Ruthie's road to bilateral implantation hit a snag when our insurer denied the surgery with the rationale that bilateral implantation is "experimental and untested." We turned to the Let Them Hear Foundation, whose pro bono lawyer prepared an appeal several inches thick containing letters from Ruthie's teacher, audiologist, surgeon and speech pathologist, along with reams of research. Our insurance company eventually agreed to pay for Ruthie's surgery.
Our appeal was bolstered by a study released last May by Indiana University; it found that the benefits of a second implant far outweigh the cost. (Estimates range from $40,000 to $100,000 when the costs of rehabilitation and maintaining the device are factored in.)

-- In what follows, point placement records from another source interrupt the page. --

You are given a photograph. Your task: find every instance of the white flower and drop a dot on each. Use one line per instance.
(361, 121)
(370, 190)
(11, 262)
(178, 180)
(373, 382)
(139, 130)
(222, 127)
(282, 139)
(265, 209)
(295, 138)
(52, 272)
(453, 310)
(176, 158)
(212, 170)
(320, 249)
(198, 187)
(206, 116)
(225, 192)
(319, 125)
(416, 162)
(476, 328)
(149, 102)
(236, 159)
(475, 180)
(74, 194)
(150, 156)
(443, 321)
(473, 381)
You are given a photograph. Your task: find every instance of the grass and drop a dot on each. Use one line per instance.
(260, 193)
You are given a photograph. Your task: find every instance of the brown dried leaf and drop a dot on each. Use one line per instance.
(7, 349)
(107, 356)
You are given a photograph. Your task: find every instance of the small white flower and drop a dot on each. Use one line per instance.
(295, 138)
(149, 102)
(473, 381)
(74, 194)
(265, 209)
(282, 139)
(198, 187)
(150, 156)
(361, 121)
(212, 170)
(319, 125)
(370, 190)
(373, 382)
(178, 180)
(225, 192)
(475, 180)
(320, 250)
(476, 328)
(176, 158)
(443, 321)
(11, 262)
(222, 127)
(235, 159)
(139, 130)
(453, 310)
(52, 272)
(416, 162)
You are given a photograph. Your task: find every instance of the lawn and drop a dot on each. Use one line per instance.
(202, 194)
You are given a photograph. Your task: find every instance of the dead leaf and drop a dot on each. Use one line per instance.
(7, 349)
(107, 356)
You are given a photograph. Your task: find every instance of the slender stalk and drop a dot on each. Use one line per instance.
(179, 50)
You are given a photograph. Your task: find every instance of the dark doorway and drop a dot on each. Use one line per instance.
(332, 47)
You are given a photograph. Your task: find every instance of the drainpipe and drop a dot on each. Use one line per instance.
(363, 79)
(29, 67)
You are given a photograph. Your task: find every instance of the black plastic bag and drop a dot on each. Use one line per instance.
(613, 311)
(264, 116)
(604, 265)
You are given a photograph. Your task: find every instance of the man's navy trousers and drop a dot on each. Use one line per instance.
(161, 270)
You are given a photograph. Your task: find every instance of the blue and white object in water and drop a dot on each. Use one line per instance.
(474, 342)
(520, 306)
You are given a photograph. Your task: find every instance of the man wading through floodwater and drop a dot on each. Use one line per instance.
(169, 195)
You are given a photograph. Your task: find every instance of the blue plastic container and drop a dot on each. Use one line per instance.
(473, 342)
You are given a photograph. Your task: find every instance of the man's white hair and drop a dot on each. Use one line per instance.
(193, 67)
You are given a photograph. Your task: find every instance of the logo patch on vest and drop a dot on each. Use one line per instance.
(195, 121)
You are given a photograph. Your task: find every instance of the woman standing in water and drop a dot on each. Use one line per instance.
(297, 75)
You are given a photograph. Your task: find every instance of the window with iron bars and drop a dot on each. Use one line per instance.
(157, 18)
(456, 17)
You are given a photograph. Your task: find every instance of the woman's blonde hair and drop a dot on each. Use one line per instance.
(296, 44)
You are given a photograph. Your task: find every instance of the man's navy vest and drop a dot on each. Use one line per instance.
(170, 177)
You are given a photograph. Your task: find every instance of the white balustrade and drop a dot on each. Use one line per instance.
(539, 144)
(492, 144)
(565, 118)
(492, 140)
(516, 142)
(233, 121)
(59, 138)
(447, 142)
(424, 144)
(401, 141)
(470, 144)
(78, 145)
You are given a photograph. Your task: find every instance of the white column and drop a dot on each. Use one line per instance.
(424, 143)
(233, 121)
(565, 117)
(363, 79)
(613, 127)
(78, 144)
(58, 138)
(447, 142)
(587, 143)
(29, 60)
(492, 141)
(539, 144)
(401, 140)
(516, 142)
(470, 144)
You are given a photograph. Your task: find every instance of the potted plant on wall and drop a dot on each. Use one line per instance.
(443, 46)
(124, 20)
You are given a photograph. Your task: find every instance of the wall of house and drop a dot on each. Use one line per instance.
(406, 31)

"We didn't know that cognitive skills and emotional issues would so significantly improve with the implantation of a second cochlear device," said the study's senior author, Richard Miyamoto, chairman of the university's Department of Otolaryngology -- Head and Neck Surgery. "Our hope is that with these findings more health insurance companies will cover the cost of bilateral implants and bring a superior quality of life to a large number of individuals."
The day after her second implant was activated, Ruthie turned off the left, older implant during dinner so that she could practice making sense of the sounds around her with her right ear alone. As Aaron asked Hannah, our older daughter, to pass the pepper, Ruthie began to smile. When I offered her grated cheese, she laughed and said, "Beep! You are all saying 'beep, beep, beep!' "
By the next morning, she was able to identify three of the six basic speech sounds with her new implant.